More than 30% of the ISG15 targets were described by mass spectrometry as nuclear proteins (13). These data suggest histones (nuclear proteins that are part of NETs) as potential targets for this PTM (62, 63). The ubiquitin label in H2B (K123) has been found to affect chromatin dynamics and RNA polymerase passage to facilitate a robust transcription system (64), (65). So far, this has been the closest evidence that ubiquitin or some other ubiquitin-like protein is related to histone interaction, specifically H2B. This contact might induce changes in structure and function as previously reported with other PTMs in chromatin, and a source of autoantigens in autoimmune pathologies (63). However, it had been described that intracellular ISGylation inhibits the secretion of ISG15, so it seems that that they have separated pathways, one inhibiting the other. Novel de-ISGylases can reverse intracellular ISGylation improving the extracellular ISG15 secretion (66). Consequently, is more plausible that ISG15 coming from lupus NETs is in a free, extracellularly, cytokine-like form accounting, at least in part, for durable pro-inflammatory responses. Subsequent studies will be needed to demonstrate this issue.

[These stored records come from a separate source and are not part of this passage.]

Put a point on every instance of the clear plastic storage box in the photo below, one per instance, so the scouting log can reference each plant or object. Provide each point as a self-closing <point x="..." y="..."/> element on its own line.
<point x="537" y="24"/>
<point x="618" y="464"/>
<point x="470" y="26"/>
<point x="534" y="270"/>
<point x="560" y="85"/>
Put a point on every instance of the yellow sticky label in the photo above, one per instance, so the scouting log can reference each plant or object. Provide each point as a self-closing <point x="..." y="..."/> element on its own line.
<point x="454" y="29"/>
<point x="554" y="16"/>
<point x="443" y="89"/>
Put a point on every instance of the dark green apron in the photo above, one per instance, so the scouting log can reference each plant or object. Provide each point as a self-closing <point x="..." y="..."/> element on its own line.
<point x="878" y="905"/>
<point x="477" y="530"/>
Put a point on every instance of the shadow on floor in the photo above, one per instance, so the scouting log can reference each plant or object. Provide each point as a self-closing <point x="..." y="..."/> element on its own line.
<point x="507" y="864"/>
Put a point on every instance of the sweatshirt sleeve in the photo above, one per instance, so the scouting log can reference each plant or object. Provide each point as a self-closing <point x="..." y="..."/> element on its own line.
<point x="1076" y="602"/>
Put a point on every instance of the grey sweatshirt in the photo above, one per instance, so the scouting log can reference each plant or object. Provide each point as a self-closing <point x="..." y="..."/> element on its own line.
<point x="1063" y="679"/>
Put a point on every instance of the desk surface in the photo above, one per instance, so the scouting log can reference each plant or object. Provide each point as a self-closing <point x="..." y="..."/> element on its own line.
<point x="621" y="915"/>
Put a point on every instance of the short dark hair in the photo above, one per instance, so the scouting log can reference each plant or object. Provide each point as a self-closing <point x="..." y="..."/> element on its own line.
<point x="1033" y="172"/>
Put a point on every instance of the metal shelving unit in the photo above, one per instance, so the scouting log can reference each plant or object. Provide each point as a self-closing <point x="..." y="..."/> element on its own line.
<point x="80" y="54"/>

Our study has many limitations. First, it is a transversal study with no tracing of patient’s characteristics. Also, we used effector CD4+ in the cocultures with DC, instead of naïve CD4+, resulting in a reactivation profile of ex vivo Th1 or Th17 instead of in vitro Th0 polarization. Nevertheless, it is the first study to address the in vitro, in silico and ex vivo role of ubiquitin and NETosis-released-ISG15, their impact on cellular responses from SLE patients as well as the improvement in our knowledge of the pathophysiology of lupus and autoimmunity.